Matt Rourke/AP Photo
Democratic presidential candidate Senator Bernie Sanders speaks during the First in the South Dinner, February 24, 2020, in Charleston, South Carolina.
Tonight, in South Carolina, Bernie Sanders will occupy center stage as the clear front-runner in this year’s Democratic primary process—at least, so far. As such, he can expect an onslaught of attacks from rival candidates.
Many of those attacks will surely focus on his embrace of the democratic socialist label, and on his 40-year-old statements about some authoritarian regimes—statements that criticized those regimes as authoritarian but also hailed their achievements (or, in the case of Gorbachev’s USSR, its potential to democratize).

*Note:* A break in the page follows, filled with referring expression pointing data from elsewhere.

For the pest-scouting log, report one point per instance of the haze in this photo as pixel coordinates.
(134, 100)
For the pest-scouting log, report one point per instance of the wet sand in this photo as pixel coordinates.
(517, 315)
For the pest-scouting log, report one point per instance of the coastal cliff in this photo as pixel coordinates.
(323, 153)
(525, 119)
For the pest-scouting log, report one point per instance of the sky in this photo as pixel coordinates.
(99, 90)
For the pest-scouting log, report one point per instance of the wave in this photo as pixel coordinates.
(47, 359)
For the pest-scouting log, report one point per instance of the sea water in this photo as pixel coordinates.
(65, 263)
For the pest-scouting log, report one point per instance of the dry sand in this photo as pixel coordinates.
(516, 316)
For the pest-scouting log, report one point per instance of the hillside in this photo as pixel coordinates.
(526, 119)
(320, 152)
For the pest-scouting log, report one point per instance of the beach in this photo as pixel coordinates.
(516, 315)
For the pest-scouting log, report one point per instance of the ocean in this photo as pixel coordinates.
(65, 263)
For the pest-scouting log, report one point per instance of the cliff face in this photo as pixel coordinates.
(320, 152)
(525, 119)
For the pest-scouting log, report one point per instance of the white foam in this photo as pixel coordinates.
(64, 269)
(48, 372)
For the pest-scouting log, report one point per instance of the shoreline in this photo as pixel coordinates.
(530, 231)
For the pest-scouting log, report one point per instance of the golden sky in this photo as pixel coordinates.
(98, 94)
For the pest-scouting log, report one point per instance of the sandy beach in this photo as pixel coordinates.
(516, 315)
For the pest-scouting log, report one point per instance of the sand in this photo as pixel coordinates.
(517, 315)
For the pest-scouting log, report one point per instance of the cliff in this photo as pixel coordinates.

He did himself no favors when he opted to deliver a mixed verdict on Cuba during his appearance Sunday on 60 Minutes.
What Bernie should make clear is that he’s actually one of the staunchest critics of today’s authoritarian regimes to be found in American politics. While President Trump swoons over a host of authoritarian thugs (North Korea’s Kim, Hungary’s Orban, Saudi Arabia’s MBS, China’s Xi and Russia’s Putin), and Mike Bloomberg sings the praises of China’s Leninist-capitalist surveillance-state dictators, Bernie has consistently attacked authoritarians of the left (like Venezuela’s Maduro), the right (Orban), and the hard-to-categorize (Xi). Indeed, he’s elevated the cause of democracy and human rights as no president has done since Jimmy Carter.

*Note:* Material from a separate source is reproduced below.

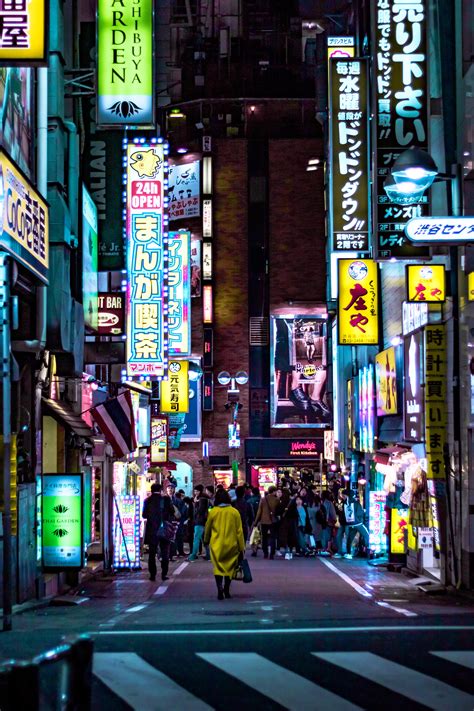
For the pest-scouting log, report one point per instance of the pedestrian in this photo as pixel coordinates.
(157, 509)
(224, 535)
(268, 518)
(201, 509)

Surprisingly, even Jackson Diehl, The Washington Post’s deputy editorial page editor and chief foreign-affairs columnist—and no fan of Bernie in general—has written that Sanders stands out even in the Democratic field for his commitment to favoring democratic nations and movements, while opposing their authoritarian counterparts. Diehl also notes that Sanders doesn’t believe U.S. military intervention tends to foster democratic power in most instances, but as to Bernie’s small-d democratic commitments, Diehl concludes, America should have no doubts.
When he’s attacked tonight, Bernie has a clear opportunity to dispel those doubts—and he should take it.